Riders traveled 1.3 million miles on JUMP e-bikes before the sharing program derailed in March 2020, and on Tuesday the city council took another step toward reviving the popular transit option that could extend to Scotts Valley, Capitola and Watsonville by early 2022.

The Santa Cruz City Council gave the thumbs-up Tuesday to another step toward not only reestablishing a bike-share program in the city but broadening the reach of the popular transit option to much of the county by early next year.

The council unanimously approved a request for proposals (RFP) for a new system to fill the void left when the popular program with e-bike company JUMP derailed in March 2020.
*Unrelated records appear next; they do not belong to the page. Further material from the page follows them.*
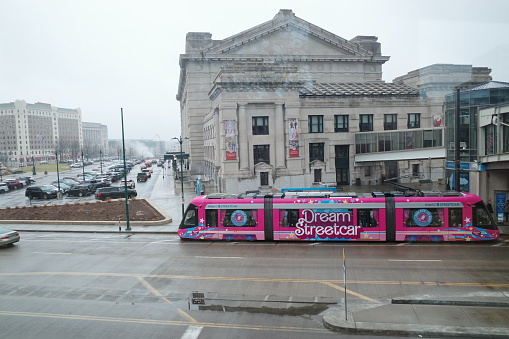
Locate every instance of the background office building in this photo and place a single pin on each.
(37, 130)
(95, 139)
(484, 141)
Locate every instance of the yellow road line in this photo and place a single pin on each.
(352, 293)
(165, 322)
(190, 277)
(157, 294)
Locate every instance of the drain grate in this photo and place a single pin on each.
(198, 298)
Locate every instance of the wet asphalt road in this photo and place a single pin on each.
(61, 285)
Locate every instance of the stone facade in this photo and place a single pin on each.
(41, 128)
(288, 104)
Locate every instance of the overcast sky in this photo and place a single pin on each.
(102, 55)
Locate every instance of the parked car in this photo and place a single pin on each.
(130, 183)
(79, 191)
(3, 187)
(105, 193)
(8, 237)
(148, 171)
(72, 181)
(41, 192)
(141, 177)
(26, 180)
(63, 186)
(13, 184)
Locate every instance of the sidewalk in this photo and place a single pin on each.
(478, 317)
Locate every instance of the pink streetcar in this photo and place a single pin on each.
(325, 216)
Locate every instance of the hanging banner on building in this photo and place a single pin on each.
(293, 136)
(437, 121)
(230, 134)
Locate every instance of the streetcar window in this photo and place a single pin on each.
(238, 218)
(190, 218)
(455, 217)
(211, 218)
(290, 218)
(481, 217)
(423, 217)
(367, 218)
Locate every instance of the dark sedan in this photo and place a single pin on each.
(106, 193)
(8, 237)
(41, 192)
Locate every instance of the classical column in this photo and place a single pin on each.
(243, 144)
(279, 140)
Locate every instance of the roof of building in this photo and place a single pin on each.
(488, 85)
(365, 89)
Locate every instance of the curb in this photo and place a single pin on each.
(167, 219)
(335, 320)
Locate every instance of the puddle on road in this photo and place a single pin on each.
(314, 309)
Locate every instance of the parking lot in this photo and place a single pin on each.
(15, 197)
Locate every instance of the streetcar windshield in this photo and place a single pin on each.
(190, 217)
(482, 218)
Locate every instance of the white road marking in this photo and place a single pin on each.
(49, 253)
(410, 260)
(205, 257)
(192, 332)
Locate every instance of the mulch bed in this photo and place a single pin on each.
(112, 210)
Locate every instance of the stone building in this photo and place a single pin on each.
(288, 104)
(95, 138)
(37, 130)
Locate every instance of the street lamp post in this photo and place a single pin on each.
(128, 227)
(58, 173)
(180, 140)
(33, 166)
(83, 165)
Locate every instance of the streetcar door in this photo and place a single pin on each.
(369, 220)
(390, 219)
(268, 210)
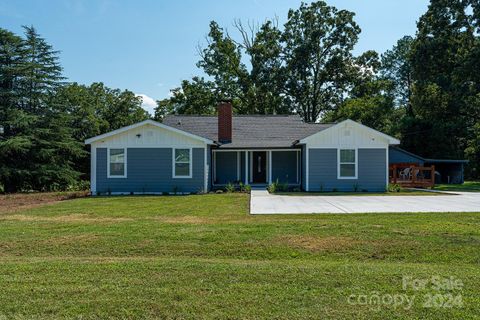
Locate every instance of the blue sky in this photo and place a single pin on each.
(150, 46)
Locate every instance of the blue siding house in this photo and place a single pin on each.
(189, 154)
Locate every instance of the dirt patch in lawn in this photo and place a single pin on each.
(184, 220)
(83, 218)
(312, 243)
(20, 201)
(69, 239)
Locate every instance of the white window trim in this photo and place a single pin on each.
(356, 163)
(190, 164)
(108, 164)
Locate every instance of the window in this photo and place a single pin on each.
(182, 164)
(347, 164)
(117, 160)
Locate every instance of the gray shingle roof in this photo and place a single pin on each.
(253, 131)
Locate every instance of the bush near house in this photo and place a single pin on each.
(204, 256)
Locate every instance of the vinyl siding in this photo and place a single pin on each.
(304, 167)
(323, 171)
(149, 170)
(226, 167)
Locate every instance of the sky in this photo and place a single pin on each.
(148, 47)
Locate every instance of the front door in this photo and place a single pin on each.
(259, 166)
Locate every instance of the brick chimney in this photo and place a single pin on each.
(225, 121)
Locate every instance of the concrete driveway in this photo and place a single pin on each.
(261, 202)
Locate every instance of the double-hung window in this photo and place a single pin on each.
(182, 163)
(117, 163)
(347, 164)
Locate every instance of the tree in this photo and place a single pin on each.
(193, 97)
(397, 67)
(37, 146)
(93, 110)
(318, 40)
(445, 87)
(371, 100)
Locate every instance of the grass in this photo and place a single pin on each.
(204, 256)
(468, 186)
(403, 192)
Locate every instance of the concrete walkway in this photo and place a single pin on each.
(261, 202)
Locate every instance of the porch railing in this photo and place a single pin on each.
(412, 176)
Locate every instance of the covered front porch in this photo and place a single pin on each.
(256, 166)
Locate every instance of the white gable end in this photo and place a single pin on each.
(349, 134)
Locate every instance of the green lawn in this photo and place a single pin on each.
(469, 186)
(204, 257)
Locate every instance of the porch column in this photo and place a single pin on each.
(246, 167)
(269, 166)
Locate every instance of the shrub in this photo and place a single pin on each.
(394, 187)
(81, 185)
(230, 187)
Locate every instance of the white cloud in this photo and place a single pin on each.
(148, 103)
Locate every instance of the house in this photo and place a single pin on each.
(188, 154)
(446, 170)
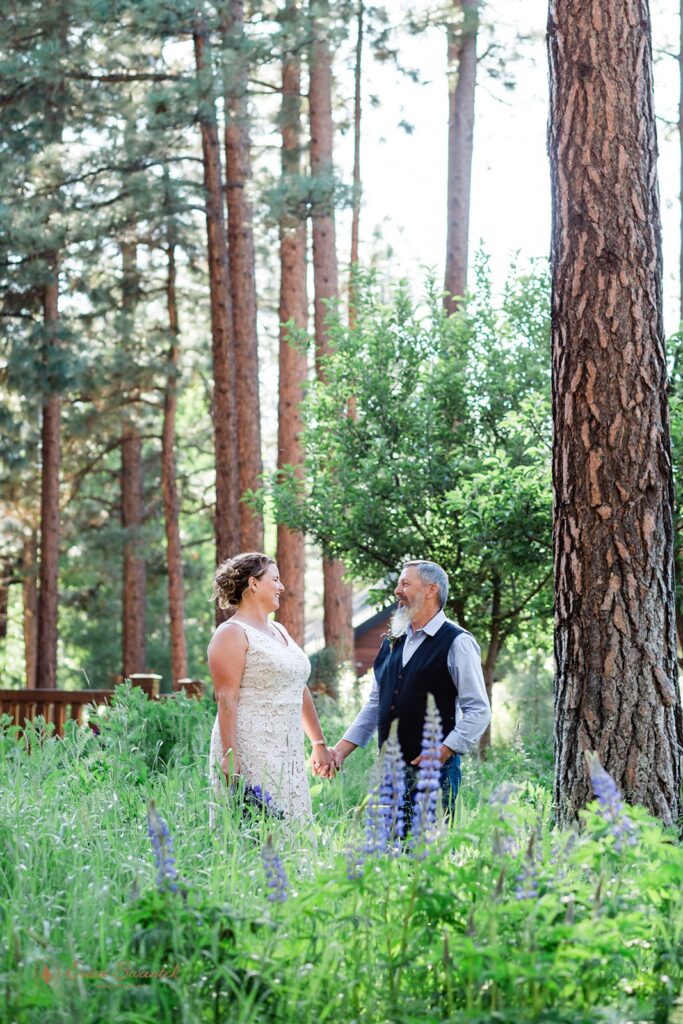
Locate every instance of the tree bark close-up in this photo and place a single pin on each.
(616, 677)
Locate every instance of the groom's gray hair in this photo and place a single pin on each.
(431, 572)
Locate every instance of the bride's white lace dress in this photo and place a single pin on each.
(269, 733)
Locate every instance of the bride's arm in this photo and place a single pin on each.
(322, 760)
(227, 652)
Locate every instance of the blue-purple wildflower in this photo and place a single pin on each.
(162, 845)
(260, 800)
(274, 872)
(429, 778)
(503, 839)
(392, 792)
(526, 883)
(610, 803)
(376, 837)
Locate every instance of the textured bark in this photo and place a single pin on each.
(462, 45)
(46, 658)
(226, 522)
(338, 595)
(176, 603)
(242, 268)
(293, 369)
(615, 687)
(134, 568)
(357, 114)
(680, 154)
(30, 597)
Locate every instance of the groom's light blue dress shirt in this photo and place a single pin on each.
(472, 708)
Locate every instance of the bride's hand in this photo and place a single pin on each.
(323, 762)
(229, 766)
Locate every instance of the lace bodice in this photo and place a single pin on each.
(269, 733)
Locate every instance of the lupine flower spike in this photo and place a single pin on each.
(527, 881)
(426, 799)
(392, 793)
(503, 839)
(274, 873)
(610, 803)
(376, 838)
(162, 844)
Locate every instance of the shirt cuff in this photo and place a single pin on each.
(357, 735)
(458, 743)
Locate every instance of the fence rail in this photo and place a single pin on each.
(60, 706)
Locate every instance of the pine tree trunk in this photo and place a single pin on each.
(488, 667)
(30, 599)
(338, 595)
(357, 113)
(226, 522)
(680, 154)
(134, 568)
(615, 688)
(242, 268)
(176, 603)
(6, 574)
(462, 45)
(293, 370)
(46, 657)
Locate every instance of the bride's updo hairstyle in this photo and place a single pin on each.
(231, 577)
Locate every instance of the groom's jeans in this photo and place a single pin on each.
(450, 778)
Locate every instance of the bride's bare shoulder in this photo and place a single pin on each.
(228, 637)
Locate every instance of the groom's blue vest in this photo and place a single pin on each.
(403, 690)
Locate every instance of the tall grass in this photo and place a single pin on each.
(503, 919)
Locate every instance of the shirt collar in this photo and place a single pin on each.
(430, 628)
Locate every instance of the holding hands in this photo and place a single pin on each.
(326, 761)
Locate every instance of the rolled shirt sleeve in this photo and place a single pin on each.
(465, 670)
(365, 724)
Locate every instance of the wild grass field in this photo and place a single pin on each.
(500, 918)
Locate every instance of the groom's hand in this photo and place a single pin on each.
(341, 751)
(323, 762)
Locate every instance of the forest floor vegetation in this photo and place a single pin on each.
(118, 903)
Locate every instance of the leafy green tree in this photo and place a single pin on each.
(445, 456)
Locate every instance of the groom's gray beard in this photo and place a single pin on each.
(400, 619)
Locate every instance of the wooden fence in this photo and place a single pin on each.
(60, 706)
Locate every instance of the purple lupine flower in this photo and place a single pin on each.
(392, 792)
(260, 800)
(376, 837)
(274, 872)
(610, 803)
(355, 858)
(162, 844)
(503, 842)
(429, 777)
(526, 886)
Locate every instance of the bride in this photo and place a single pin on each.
(259, 676)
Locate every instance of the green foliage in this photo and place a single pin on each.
(85, 934)
(429, 436)
(155, 734)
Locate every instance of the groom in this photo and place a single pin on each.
(424, 653)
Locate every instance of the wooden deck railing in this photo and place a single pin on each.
(60, 706)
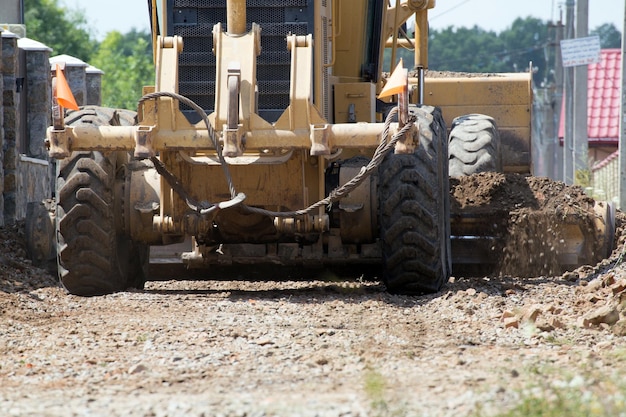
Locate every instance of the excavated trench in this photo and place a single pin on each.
(514, 225)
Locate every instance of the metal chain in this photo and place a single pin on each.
(381, 151)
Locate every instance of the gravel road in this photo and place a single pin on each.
(327, 345)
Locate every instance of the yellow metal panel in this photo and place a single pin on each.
(361, 95)
(500, 89)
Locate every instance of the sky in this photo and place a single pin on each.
(493, 15)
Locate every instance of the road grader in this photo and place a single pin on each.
(273, 135)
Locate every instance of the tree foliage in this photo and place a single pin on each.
(610, 37)
(528, 40)
(126, 60)
(65, 31)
And this time, the plan is for it to be regional, rather than restricted to the Santa Cruz city limits: This version is being developed in partnership with Santa Cruz County; the cities of Capitola, Scotts Valley, Watsonville and Santa Cruz; and UC Santa Cruz and Cabrillo College.

The city aims to release the RFP in August, select a vendor in September and launch the new program in early 2022.

Councilmembers and a member of the public raised some concerns about issues that arose during the city’s deal with JUMP, including bikes inappropriately parked and inadequate customer service, and whether the new program would include scooters and other mobility options.

City transportation planner Claire Gallogly said most of the issues would be addressed with specifications in the RFP, and councilmembers seemed to agree.

“This is something that so many people in our community — although there’s still concerns around where bikes get parked — so many people were using these,” councilmember Justin Cummings said. “I personally used my car way less when this program was around.”

The JUMP bike program, which was active in Santa Cruz from June 2018 to March 2020, was widely popular: During its brief existence, riders in Santa Cruz completed more than 683,000 trips totaling more than 1.3 million miles. Each bike was used on average more than four times per day, and the average trip was 1.9 miles.

But the program fell apart when JUMP was acquired first by Uber and then sold off to Lime, a company that also offers electric scooters.

After the acquisition, scooters would have been included in the contract with Lime, substantially changing the agreement so that “we didn’t feel like in good faith we could continue on with that,” Gallogly said. “There were other vendors that offered [scooters] that hadn’t been able to compete for the public contract.”

So the 500 or so JUMP bikes around town vanished, never to be seen again.

Now, the RFP is the next step in bringing e-bikes back.